なぜここへきて売れ行きが落ちているのか
米GMは、2025年までに世界で100万台のEVを生産する計画が実現困難になった。人員削減も行う。フォードは、カナダのオンタリオ州で計画していた大型EV向けの投資を見送った。同工場はガソリンエンジンを搭載した、ピックアップトラックの生産に活用する方針だった。米国でステランティスや日産も、人員削減などコスト削減に取り組んでいる。韓国では現代自動車がHVを拡充する方針だ。
そうした動きの背景には、EVの売れ行きの鈍化傾向がある。EVが売れにくくなった理由には、政府からの補助金がないとEVの価格が相対的に高いことがある。

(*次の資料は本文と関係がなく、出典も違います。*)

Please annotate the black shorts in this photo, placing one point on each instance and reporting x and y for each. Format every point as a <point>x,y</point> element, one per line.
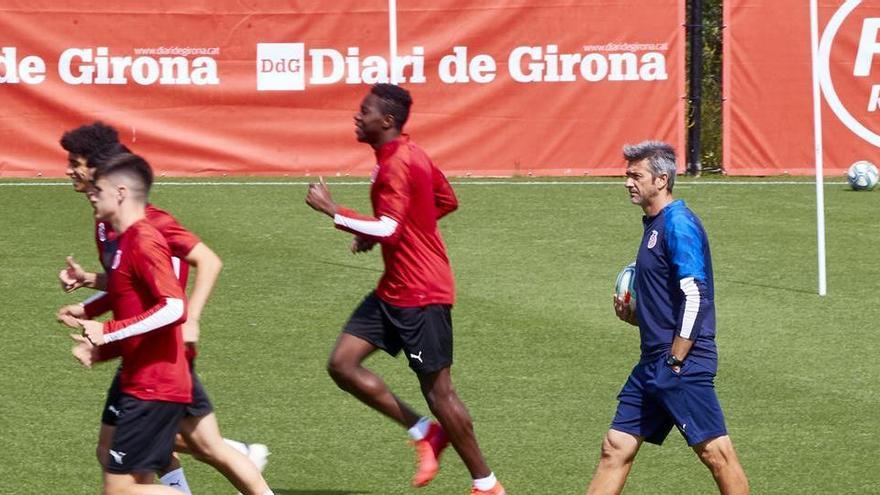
<point>144,437</point>
<point>200,406</point>
<point>424,333</point>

一般的に、EVの生産コストの3~4割を車載用のバッテリーが占めるといわれる。欧米の大手自動車メーカーにとって、工場で消費する電力、人件費、工場用地、リチウムなど希土類(レアアース)を調達する場合のコストが比較的高いため、安価なバッテリーを入手することが難しい。
ドイツ、フランスは政府が補助金を見直し
一方、中国はEV関連の政策を実行し、急速にEVの生産体制を整備している。バッテリーでは世界最大手のCATL、完成車分野ではBYDや上汽通用五菱汽車(ウーリン)などは、政府支援の下で価格競争力を高めている。また、中国政府はEVなど“新エネ車”の販売補助金を引き上げて需要を喚起している。
財政状態が悪化傾向にある日米欧諸国にとって、中国と同レベルの購入補助金を支給することは容易ではないだろう。バッテリーなどのコストがかさむ分、日米欧でEVの販売価格はHVなど既存の車種を上回った。2023年12月、ドイツ政府はEV販売補助金を停止した。フランス政府もアジアで生産されるEVを購入補助金の対象から外し、欧州のEV販売は鈍化した。米国などでも物価上昇などを背景にEV需要は減少した。